Infrastructure monitoring: Defense against surprise downtime

Image by:

JuralMin, CC0. Modified by Jason Baker.

Infrastructure monitoring is an integral part of infrastructure management. It is an IT manager's first line of defense against surprise downtime. Severe issues can inject considerable downtime to live infrastructure, sometimes causing heavy loss of money and material.

Monitoring collects time-series data from your infrastructure so it can be analyzed to predict upcoming issues with the infrastructure and its underlying components. This gives the IT manager or support staff time to prepare and apply a resolution before a problem occurs.

A good monitoring system provides:

Measurement of the infrastructure's performance over time
Node-level analysis and alerts
Network-level analysis and alerts
Downtime analysis and alerts
Answers to the 5 W's of incident management and root cause analysis (RCA):
- What was the actual issue?
- When did it happen?
- Why did it happen?
- What was the downtime?
- What needs to be done to avoid it in the future?

Building a strong monitoring system

There are a number of tools available that can build a viable and strong monitoring system. The only decision to make is which to use; your answer lies in what you want to achieve with monitoring as well as various financial and business factors you must consider.

While some monitoring tools are proprietary, many open source tools, either unmanaged or community-managed software, will do the job even better than the closed source options.

In this article, I will focus on open source tools and how to use them to create a strong monitoring architecture.

Log collection and analysis

To say "logs are helpful" would be an understatement. Logs not only help in debugging issues; they also provide a lot of information to help you predict an upcoming issue. Logs are the first door to open when you encounter issues with software components.

Both Fluentd and Logstash can be used for log collection; the only reason I would choose Fluentd over Logstash is because of its independence from the Java process; it is written in C+ Ruby, which is widely supported by container runtimes like Docker and orchestration tools like Kubernetes.

Log analytics is the process of analyzing the log data you collect over time and producing real-time logging metrics. Elasticsearch is a powerful tool that can do just that.

Finally, you need a tool that can collect logging metrics and enable you to visualize the log trends using charts and graphs that are easy to understand. Kibana is my favorite option for that purpose.

Because logs can hold sensitive information, here are a few security pointers to remember:

Always transport logs over a secure connection.
The logging/monitoring infrastructure should be implemented inside the restricted subnet.
Access to monitoring user interfaces (e.g., Kibana and Grafana) should be restricted or authenticated only to stakeholders.

Node-level metrics

Not everything is logged!

Yes, you heard that right: Logging monitors a software or a process, not every component in the infrastructure.

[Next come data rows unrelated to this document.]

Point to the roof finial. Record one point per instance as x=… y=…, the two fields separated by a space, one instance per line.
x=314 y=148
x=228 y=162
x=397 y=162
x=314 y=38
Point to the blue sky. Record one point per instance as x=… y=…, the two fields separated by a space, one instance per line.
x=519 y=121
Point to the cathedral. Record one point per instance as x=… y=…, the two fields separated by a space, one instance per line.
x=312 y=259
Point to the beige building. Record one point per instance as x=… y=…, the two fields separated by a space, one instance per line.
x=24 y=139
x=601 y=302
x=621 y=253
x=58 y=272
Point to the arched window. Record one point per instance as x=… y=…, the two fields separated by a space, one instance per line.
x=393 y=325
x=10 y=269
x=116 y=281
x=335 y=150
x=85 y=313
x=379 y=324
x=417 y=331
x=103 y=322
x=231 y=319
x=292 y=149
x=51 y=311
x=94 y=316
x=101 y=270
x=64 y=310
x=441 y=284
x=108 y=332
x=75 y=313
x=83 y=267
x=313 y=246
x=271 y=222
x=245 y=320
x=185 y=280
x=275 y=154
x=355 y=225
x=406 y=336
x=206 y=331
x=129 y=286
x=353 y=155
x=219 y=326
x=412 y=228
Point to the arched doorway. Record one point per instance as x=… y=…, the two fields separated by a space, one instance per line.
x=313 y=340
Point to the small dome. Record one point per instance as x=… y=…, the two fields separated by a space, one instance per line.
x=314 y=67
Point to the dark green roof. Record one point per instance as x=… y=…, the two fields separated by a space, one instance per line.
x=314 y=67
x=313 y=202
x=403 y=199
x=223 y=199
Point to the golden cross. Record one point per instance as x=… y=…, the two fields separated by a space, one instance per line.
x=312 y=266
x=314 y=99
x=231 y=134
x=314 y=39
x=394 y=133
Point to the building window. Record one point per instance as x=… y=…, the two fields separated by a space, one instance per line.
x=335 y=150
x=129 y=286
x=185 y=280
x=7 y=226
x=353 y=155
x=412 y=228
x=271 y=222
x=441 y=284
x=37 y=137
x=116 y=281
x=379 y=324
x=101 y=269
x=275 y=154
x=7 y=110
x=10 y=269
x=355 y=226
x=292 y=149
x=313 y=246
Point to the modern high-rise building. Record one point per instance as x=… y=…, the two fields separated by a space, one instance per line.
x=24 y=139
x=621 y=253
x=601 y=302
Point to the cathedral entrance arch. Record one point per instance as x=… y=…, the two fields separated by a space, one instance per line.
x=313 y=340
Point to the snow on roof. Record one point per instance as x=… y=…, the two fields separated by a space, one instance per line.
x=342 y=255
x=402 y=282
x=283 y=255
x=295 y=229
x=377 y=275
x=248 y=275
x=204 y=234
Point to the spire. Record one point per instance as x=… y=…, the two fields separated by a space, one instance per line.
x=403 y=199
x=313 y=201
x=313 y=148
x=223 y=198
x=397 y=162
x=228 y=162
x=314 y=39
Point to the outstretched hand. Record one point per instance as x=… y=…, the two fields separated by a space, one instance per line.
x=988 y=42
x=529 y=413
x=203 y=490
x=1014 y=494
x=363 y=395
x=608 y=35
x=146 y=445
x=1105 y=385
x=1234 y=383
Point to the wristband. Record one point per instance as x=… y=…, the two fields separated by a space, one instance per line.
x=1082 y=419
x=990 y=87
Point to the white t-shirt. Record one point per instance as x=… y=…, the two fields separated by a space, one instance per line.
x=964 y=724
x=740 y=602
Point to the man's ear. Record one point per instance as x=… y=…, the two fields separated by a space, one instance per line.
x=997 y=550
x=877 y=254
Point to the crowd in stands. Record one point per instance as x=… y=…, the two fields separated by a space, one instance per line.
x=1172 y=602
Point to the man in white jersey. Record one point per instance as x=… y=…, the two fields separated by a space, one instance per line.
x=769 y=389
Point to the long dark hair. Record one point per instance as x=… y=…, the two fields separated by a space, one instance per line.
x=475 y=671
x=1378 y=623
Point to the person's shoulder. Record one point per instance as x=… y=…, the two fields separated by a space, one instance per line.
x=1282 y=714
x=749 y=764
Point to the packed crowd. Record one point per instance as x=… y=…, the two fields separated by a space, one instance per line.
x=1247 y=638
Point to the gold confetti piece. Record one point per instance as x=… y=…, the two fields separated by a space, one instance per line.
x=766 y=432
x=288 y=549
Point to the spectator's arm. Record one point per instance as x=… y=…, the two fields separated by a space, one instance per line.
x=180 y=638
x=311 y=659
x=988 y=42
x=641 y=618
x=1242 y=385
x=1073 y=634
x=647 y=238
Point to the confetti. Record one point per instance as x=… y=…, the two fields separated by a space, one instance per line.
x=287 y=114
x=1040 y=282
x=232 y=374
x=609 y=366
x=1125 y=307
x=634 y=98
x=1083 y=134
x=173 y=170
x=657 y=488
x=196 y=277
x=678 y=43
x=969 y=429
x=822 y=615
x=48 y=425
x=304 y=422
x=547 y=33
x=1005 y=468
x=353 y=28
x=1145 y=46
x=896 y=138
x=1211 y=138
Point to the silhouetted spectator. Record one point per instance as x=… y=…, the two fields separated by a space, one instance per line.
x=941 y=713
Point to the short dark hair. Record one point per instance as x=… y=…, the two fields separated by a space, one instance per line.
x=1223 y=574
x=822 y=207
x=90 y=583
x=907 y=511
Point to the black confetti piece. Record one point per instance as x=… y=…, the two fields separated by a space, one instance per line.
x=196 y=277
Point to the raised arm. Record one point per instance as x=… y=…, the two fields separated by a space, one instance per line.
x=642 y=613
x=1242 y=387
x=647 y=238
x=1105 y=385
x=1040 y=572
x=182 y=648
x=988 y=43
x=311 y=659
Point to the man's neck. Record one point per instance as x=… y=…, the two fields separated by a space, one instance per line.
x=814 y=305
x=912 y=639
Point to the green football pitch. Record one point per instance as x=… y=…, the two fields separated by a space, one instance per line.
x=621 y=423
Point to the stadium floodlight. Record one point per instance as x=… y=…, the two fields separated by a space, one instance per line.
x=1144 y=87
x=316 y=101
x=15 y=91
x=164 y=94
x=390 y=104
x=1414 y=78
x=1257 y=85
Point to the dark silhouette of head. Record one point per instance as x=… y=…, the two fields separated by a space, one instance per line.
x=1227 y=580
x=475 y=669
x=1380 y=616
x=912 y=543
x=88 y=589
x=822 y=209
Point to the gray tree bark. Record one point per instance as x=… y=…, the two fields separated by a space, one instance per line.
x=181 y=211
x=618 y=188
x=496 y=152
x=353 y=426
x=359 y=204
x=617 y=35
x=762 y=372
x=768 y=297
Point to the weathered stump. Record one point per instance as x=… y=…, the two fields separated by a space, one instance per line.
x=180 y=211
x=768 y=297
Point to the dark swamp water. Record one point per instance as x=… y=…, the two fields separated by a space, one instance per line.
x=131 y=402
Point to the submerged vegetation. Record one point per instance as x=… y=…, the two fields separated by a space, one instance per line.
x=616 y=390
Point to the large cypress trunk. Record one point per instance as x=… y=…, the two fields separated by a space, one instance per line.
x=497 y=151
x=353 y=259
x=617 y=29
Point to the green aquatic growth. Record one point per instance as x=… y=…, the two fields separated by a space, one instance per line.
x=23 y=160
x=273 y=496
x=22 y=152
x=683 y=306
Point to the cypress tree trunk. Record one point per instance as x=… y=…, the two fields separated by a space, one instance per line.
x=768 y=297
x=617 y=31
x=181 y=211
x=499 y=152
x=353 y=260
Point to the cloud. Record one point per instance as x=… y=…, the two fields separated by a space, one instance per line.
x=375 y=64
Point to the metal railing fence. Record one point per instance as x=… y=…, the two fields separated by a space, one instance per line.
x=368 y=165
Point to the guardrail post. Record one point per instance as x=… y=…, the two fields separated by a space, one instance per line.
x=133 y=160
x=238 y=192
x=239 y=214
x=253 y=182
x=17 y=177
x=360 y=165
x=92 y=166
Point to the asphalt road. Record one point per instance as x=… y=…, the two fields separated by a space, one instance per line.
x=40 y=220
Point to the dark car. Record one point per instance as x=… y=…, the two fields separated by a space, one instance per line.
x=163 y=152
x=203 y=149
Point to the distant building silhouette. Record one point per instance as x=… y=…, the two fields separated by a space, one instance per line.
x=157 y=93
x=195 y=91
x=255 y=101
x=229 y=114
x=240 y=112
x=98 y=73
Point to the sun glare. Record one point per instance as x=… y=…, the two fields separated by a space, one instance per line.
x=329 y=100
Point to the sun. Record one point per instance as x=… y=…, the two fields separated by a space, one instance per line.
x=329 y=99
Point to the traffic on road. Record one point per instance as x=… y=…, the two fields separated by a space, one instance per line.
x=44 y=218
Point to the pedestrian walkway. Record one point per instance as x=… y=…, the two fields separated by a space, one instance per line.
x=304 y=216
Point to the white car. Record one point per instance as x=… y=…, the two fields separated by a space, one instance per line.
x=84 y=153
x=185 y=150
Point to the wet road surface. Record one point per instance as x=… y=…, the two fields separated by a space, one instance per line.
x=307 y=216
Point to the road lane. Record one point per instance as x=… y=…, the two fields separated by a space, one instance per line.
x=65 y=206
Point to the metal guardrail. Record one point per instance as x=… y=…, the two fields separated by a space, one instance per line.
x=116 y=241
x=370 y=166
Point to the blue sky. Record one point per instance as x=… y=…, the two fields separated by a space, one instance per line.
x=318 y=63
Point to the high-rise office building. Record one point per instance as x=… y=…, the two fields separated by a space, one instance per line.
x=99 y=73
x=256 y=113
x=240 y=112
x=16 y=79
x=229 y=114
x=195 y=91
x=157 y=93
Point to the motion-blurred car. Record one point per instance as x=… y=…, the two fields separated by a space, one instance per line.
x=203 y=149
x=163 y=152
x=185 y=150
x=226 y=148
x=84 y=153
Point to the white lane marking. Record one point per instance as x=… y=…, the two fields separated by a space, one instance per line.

Operating system disks, externally mounted data disks, Elastic Block Store, CPU, I/O, network packets, inbound and outbound connections, physical memory, virtual memory, buffer space, and queues are some of the major components that rarely appear in logs unless something fails for them.

So, how could you collect this data?

Prometheus is one answer. You just need to install software-specific exporters on the virtual machine nodes and configure Prometheus to collect time-based data from those unattended components. Grafana uses the data Prometheus collects to provide a live visual representation of your node's current status.

If you are looking for a simpler solution to collect time-series metrics, consider Metricbeat, Elastic.io's in-house open source tool, which can be used with Kibana to replace Prometheus and Grafana.

Alerts and notifications

You can't take advantage of monitoring without alerts and notifications. Unless stakeholders—no matter where they are in this big, big world—receive a notification about an issue, there's no way they can analyze and fix the issue, prevent the customer from being impacted, and avoid it in the future.

Prometheus, with predefined alerting rules using its in-house Alertmanager and Grafana, can send alerts based on configured rules. Sensu and Nagios are other open source tools that offer alerting and monitoring services.

The only problem people have with open source alerting tools is that the configuration time and the process sometimes seem hard, but once they are set up, these tools function better than proprietary alternatives.

However, open source tools' biggest advantage is that we have control over their behavior.

Monitoring workflow and architecture

A good monitoring architecture is the backbone of a strong and stable monitoring system. It might look something like this diagram.

In the end, you must choose a tool based on your needs and infrastructure. The open source tools discussed in this article are used by many organizations for monitoring their infrastructure and blessing it with high uptime.

This article was adapted from a post on Medium.com's Hacker Noon and is republished here with the author's permission.